Mapping children's chances - Paid Leave 2

Now, what could explain the discrepancies? This might be a good opportunity to discuss gender roles and how they are enforced / supported / challenged through public policy. One can see right away that there is much more red on this map, that is, far fewer countries offer paternal leaves. However, there is a bit of overlap: blue areas in the first map match blue areas in the second one.

There is also a good opportunity to discuss how one should read a map. As much as one’s reading is guided by the colors, one should pay attention to the legend as well, otherwise, a careless reading might lead one to think that Australia offers longer paternal leaves than maternal leaves… well, no. The legend is different between the maps: blue in the first one means 26 weeks or more, where it means 14 weeks or more in the second one. So, comparisons should not be based just by a skimming of the colors: only red means the same in both maps.

Moving on,

Mapping children's chances - work

This one is interesting because, good luck finding a pattern. And Maude knows we sociologists love patterns because nothing says social structure like a good pattern of behavior or policies and outcomes. For instance, look at the Americas and you find countries for each type of regulation (or lack thereof). So what do we do in a case like this? After all, the first map was relatively easy to analyze. Well, first of all, it is a good opportunity to recognize that Western countries do not have a monopoly on children- and family-friendly policies and that the US tends to do pretty badly on those compared to countries at the same economic level but it is not the only one (Australia). On the other hand, other less wealthy countries have strict standards (check out the grey countries). But overall, what this tells us is “dig deeper”.
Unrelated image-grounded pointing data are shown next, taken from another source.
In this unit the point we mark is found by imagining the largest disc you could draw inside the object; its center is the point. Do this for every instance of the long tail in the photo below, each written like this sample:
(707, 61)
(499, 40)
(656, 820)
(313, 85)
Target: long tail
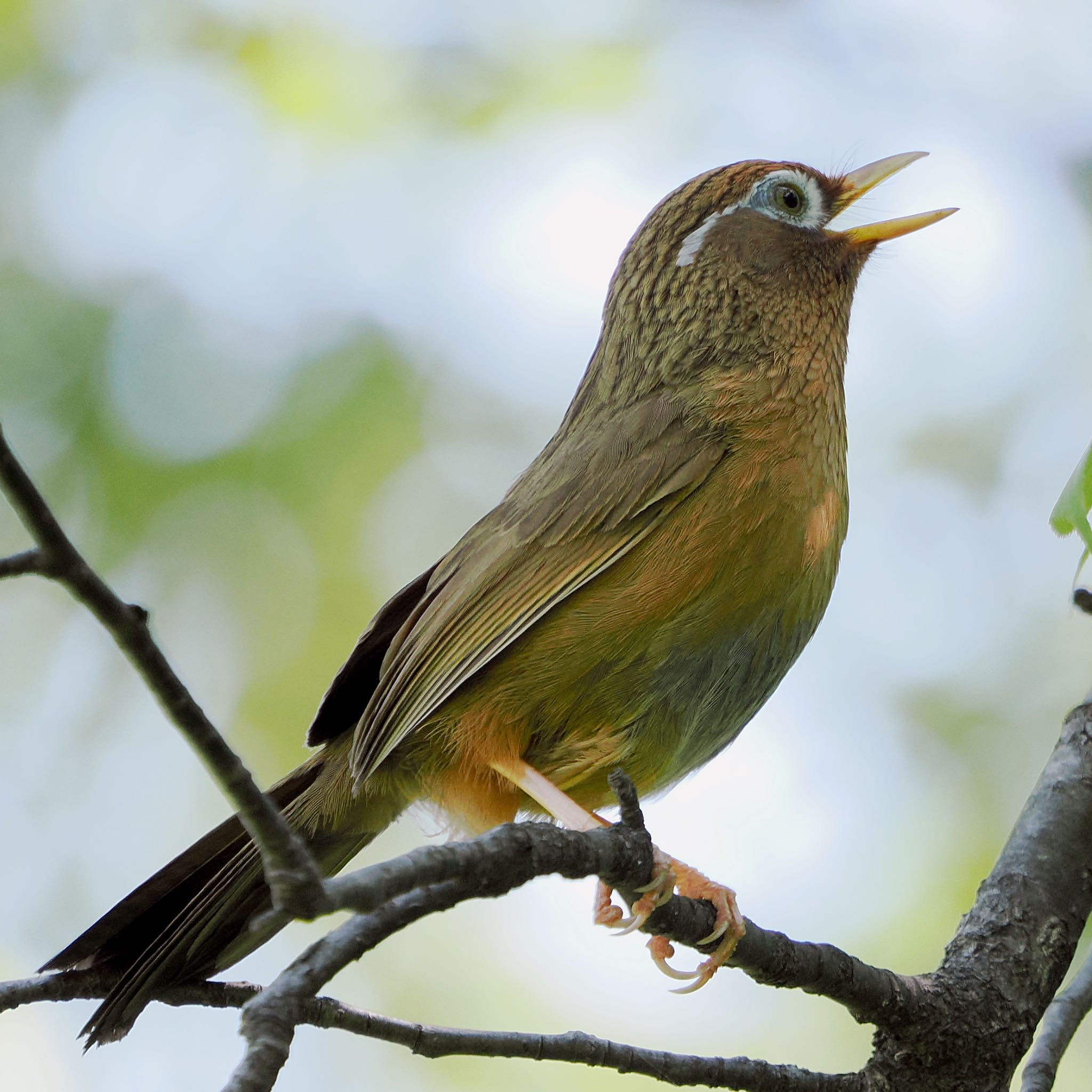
(190, 920)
But it is all well and good to have a paid leave, but how paid is it really to be effective and allowing parents to not have to work during the leave time? The Guardian does not have that information but you can find it at the original site.

So, for mothers:

Mapping children's chances - How Paid  Mothers

Note that the values are maximum values, not necessarily what people are receiving but it is still amazing to see most of the world in the dark green category although one wonders how many women in the poorest countries, especially those who live in rural areas, actually receive any benefit at all considering we are talking wage replacement.
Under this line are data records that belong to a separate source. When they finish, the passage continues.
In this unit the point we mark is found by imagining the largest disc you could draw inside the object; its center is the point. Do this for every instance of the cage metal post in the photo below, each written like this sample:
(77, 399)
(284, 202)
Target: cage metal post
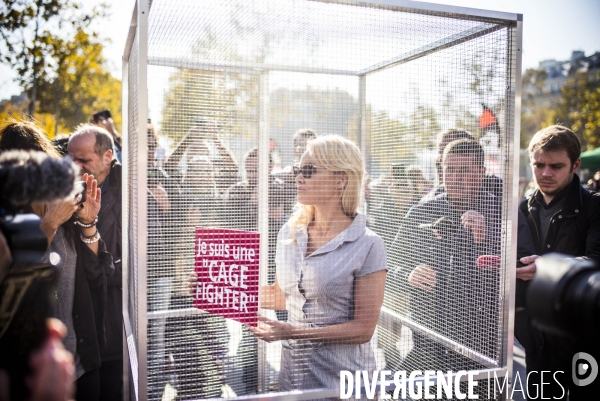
(514, 99)
(263, 208)
(141, 271)
(125, 218)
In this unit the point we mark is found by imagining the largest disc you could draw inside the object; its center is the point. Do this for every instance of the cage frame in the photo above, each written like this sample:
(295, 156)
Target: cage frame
(135, 356)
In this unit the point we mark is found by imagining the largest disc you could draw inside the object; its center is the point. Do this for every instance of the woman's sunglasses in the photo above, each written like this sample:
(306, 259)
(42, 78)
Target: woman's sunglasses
(307, 170)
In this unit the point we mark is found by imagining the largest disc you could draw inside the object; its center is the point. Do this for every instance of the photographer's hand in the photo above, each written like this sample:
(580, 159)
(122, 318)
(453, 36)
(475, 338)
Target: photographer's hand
(52, 367)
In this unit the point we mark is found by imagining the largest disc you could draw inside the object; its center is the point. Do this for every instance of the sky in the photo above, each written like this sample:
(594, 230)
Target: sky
(552, 29)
What about fathers? We already know they are less likely to get a leave in the first place:

Mapping children's chances - How Paid  Fathers

No surprises here.

What is missing here, though, is the impact these policies might have (or not) on other social indicators. If we assume that these policies should generate positive outcomes for children, we would need to correlate them with other variables, such as infant mortality, educational achievements, life expectancy, etc. One would also need to know the effectiveness in implementing these policies and have benefits distributed across the population especially on countries in the Global South.

So, as much as I like visualizations, these are a bit short on content. They are a starting point and raise a lot of interesting issues and questions but provide few answers.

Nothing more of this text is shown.